In the work of art which is each of our lives, the same is true…as shaper and creator and artist, we must acknowledge that all moments are not our best,…fearlessly stare down that which is awkward, unlovely, and…move forward with assurance in our ability to create what is the best and most beautiful person.

Dancing Waters: A Song about Community

Dancing Waters: A Song about Community

This April marks ten years that the fountain with three little birds dancing in the water have reappeared in front of the ceramic Earthsongs sign.  Every October, the fountain is put away for the winter; only the stones remain, and the area takes on winter quiet.  But come April, amid the tulips and daffodils, the columbine and periwinkle, the area regains its lively spirit…those little birds reappear.  And they have a story…

The sign and the fountain were initially installed in August, 2001.  My initial plan was to have a small flat ceramic slab over which the water gently bubbled.  Nothing more: very unassuming, very unobtrusive., something that would surprise people only if they looked.  Nino, of course, made my plan actually work:  installed the electricity, designed the hidden water container, found just the right kind of screening to support the ceramic slab, secured the proper flexible piping.

And when all was done, nobody ever noticed because it was just too modest!

The next year, he set it up so that the water shot up higher…more noticeable, but not very elegant.
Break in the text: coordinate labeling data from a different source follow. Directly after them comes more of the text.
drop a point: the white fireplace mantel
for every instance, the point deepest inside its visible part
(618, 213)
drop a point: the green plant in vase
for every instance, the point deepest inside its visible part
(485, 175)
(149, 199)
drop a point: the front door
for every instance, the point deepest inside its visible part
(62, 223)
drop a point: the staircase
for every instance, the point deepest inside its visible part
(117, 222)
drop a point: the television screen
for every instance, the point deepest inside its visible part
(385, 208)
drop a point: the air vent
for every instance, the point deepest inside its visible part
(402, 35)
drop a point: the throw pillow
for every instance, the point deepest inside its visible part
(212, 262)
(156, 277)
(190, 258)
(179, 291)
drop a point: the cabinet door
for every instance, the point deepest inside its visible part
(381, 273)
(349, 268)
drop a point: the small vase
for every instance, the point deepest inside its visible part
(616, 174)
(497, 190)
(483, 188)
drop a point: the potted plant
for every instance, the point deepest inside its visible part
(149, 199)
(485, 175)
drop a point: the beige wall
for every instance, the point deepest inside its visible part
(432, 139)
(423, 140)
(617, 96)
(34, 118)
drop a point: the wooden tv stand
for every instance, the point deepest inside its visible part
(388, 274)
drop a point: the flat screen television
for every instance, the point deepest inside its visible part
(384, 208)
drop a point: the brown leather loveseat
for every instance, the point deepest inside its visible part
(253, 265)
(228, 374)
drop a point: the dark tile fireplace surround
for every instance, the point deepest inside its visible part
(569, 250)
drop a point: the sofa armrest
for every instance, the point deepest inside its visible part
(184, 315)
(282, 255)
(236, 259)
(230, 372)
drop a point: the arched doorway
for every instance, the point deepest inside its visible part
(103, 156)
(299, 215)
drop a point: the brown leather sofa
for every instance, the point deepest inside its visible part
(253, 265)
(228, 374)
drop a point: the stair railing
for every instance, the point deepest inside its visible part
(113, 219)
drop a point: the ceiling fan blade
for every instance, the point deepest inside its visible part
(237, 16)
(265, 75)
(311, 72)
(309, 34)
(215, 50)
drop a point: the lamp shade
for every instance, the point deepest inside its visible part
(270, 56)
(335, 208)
Friday, September 24, 2001, I had scheduled a “Meet the Artist” at What’s the Scoop, the new ice cream parlor that just opened the previous summer and allowed me to exhibit my work.  Out of the events earlier that month, I decided to include an opportunity for all who visited to engage in clay therapy…fashioning their personal  response to 9-11 with clay.  Mike Patterson, the owner, further agreed to have the “Fountain of Peace” into which I formed all of those responses in the front of the store.  I added a clay base to hold water, and three birds of peace as a cap.  It gurgled there as a reminder and a sign of hope for an entire year.

When I finally dismantled it, not wanting to destroy any of the parts, they were stored in our garage.  During the Spring clean-out the following year, I non-chalantly placed the birds on my clay slab fountain…SATORI!   The birds completed it.  They were what was needed all along.  They were the perfect addition.

Now, with the water playing over them, the birds continue to bring a spirit of tranquility to a very busy street in a very busy area.  Children in strollers beg to visit ‘the little birds’…and older children confide how they “loved to see those birds anytime they drove or walked by since they were little”.

Art creates community.  We share images.  They shape us.  And three hopeful little ceramic birds continue to be a source of bonding for those in Metuchen, NJ.